Another burst of laughter sounded in Fein’s office.

“Big drinks?” Proctor said.

“Usual size,” she said. “Usual size, usual price. People’re wise to those one-quart martini outfits, where you get maybe two and a half ounces of booze and the rest is melted ice. No, what Jerry and I think it is is that people really like Tackles and when they go there the first time, he makes them feel like he’s really glad to see them and he will do the best he can to make sure they have a good time. So, and they like that and they come back and they bring either some of their friends or else they tell all their friends about it, and Tackles does the same thing with them.

“He’s always there,” she said. “He’s always been there, too.
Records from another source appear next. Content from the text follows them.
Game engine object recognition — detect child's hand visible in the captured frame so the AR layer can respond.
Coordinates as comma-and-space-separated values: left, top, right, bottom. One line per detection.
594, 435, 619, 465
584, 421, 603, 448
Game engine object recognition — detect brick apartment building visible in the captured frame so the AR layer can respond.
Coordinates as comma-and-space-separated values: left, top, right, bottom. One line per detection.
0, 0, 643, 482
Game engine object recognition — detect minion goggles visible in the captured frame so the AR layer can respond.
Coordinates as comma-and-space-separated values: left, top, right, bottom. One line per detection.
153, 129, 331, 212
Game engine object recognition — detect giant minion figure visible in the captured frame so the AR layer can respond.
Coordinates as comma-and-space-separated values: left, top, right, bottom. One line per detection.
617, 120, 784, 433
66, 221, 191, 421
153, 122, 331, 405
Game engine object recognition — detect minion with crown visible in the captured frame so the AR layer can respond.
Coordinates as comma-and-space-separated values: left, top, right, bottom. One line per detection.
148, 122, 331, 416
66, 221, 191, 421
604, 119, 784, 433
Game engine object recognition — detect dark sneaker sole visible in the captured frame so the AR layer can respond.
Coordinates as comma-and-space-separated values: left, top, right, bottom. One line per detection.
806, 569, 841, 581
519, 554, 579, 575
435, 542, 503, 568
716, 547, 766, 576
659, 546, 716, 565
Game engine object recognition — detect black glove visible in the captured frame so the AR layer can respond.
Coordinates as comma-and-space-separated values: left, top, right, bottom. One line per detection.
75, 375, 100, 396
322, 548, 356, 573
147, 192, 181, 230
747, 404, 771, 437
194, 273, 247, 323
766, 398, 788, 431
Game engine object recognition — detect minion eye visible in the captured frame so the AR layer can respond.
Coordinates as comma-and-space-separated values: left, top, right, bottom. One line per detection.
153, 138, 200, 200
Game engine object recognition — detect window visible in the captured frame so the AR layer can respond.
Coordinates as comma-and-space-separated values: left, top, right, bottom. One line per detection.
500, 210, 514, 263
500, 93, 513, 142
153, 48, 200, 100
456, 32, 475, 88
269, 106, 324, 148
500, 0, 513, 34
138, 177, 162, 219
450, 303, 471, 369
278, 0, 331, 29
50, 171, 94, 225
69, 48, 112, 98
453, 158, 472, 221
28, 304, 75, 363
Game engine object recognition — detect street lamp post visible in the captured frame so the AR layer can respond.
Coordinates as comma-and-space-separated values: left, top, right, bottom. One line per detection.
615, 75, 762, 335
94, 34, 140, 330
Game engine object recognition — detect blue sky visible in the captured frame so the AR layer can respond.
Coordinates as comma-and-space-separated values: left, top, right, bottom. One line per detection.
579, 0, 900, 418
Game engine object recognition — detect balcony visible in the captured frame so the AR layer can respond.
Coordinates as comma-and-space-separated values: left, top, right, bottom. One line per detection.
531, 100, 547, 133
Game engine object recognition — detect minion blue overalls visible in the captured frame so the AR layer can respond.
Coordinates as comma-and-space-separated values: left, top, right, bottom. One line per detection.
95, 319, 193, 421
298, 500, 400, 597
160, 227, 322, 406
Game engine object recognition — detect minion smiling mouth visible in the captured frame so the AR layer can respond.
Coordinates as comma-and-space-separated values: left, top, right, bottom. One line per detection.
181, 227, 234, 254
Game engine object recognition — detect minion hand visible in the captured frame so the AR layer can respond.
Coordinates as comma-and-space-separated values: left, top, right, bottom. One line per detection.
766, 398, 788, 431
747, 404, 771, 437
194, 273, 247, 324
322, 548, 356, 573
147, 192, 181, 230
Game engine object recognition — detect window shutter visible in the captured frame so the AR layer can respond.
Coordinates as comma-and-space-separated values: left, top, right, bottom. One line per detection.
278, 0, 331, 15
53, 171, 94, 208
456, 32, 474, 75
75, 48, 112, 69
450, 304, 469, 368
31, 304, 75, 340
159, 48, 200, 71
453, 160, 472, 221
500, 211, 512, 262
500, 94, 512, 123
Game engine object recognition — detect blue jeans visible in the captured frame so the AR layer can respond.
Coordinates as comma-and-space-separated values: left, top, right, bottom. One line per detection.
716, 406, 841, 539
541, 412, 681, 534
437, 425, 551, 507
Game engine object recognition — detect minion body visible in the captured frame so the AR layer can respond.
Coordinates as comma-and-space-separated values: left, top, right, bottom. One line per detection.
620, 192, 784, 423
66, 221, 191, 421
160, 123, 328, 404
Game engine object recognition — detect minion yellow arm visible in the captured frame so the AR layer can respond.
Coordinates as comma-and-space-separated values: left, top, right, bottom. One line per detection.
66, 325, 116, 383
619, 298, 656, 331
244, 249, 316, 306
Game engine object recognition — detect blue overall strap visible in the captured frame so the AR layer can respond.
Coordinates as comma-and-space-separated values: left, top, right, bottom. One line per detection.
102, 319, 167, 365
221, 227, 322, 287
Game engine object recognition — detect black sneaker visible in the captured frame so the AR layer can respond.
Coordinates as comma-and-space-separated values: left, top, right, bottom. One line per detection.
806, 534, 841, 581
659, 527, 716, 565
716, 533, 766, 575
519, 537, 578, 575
Not like some of these stars you got now, they collect a fee and ten percent of the take on a joint they maybe visited once, the day it opened. Tackles really runs that place.

“And another thing is this,” she said, “and that is he has got this wonderful memory for names. If you went in there tonight and somebody introduced you, he would tell you all about his football career and show you the pictures he’s got over the bar of when he was playing, and then if you didn’t come in for another month, when you did, he would remember your name.

“That’s important,” she said. “There’s too many of the joints now, that they may get Bobby Vinton one week and Wayne Newton the week after that and then they’ve got, oh, Don Rickles coming in. And if you went there every night they had a new act, and left sixty bucks with them, you would still be just another customer without any face on you when you came back the next time to give them sixty bucks more. People don’t like that. If you asked them if they didn’t
like it they would probably not know what you were talking about, because they don’t think about it.